Ash gözlerinin parladığını düşündü. Sevinçten kıpır kıpır olmuştu. Uzun süredir beraber çalmıyorlardı. Lia'ya bakıp gülümsedi ve ayağa kalkıp gitarı kılıfından çıkarmak için son lokmasını da ağzına sıkıştırdı.

"Potter sen de hızlıca git odana gitarını getir. Bekliyoruz." Harry hızla kalkıp koşarak bahçeden çıktı. Ash arkasından gülümseyerek bakakalmıştı.
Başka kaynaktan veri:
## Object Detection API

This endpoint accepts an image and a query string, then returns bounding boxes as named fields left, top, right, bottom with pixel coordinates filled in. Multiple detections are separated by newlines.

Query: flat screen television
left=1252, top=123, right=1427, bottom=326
"Ash!" Lia dürtüp bağırınca sıçrayarak Lia'ya döndü genç kız. "Ne var be!?"

"Salak bu ya. Hadi hadi kim bilir kimi düşünüyordun?" Çapkınca gülümseyip Ginny'in omzuna vurdu Lia. Ash yanaklarının kızradığını hissedince hızla arkasını dönüp devam etmeye başladı işine.

"Utandı, salak." Lia sandiviçinden bir ısırık daha alıp cüppesini düzeltti. "Off sus Lia ya."

"Senin gitarın çok -" Diyecek bir şey arıyor gibiydi. "Sade be." Draco doğrulup omzuna yaslanan Ron'u ittirdi ve üzerini silkeledi. "Bir şeyler mi karalasak?"

"Annen bir şey der mi Ash?" Ash Luna'nın dediğiyle suratını düşürdü. Annesi gerçekten arkadaşları tarafından her şeye kızan biri olarak mı gözüküyordu? Daha bu yaz bu konu yüzünden kavga etmemişler miydi?

23 Temmuz 1993

"Her şeyime karışamazsın ama!"

"Ben senin annenin küçük hanım! Gayette karışırım!" Ash omzundaki çantayı yere fırlatıp yumruğunu sıktı. "Sen dedin diye söylediğin saatte eve gelmek zorunda değilim! Hem hava daha kararmadı bile!"

"Arkadaşlarınla her gün görüşüyorsun! Bir akşam hep beraber yemek yiyelim diye baban ve ben işimizden erken izin alıyoruz ama kızımız arkadaşlarıyla gezip tozacak diye ailecek bir yemek bile yiyemiyoruz!" Eva bir adım atıp saçlarını savurdu. "Zeytinyağı gibi üste çıkma!"

"Ben ne olursa olsun senin bana veremediğin sevgiyi kızıma vereceğim! Bir yemek alt tarafı! Yarın da yenir, ne diye bu kadar büyütüp sorun yaratıyorsun? Yarın da yeriz." Ceketini çıkarıp odasına girdi genç kız. "Kavga çıkarmak için sebep arıyorsun ya! Al sana sebep!" Kapıyı çarpıp arkasında enkaz olan iki kişi bırakmış, bunun farkına gece yarısı varmıştı.

Bugün..

Luna, Neville'nin omzundan sıyrılıp doğruldu. Ron doğrulduğu için rahatsızca kıpırdanıp bu sefer de Hermione'nin yanına geçti ve kitabını kucağından alıp kendisi yattı. Hermione gülümseyerek saçlarını sevmeye başlamıştı.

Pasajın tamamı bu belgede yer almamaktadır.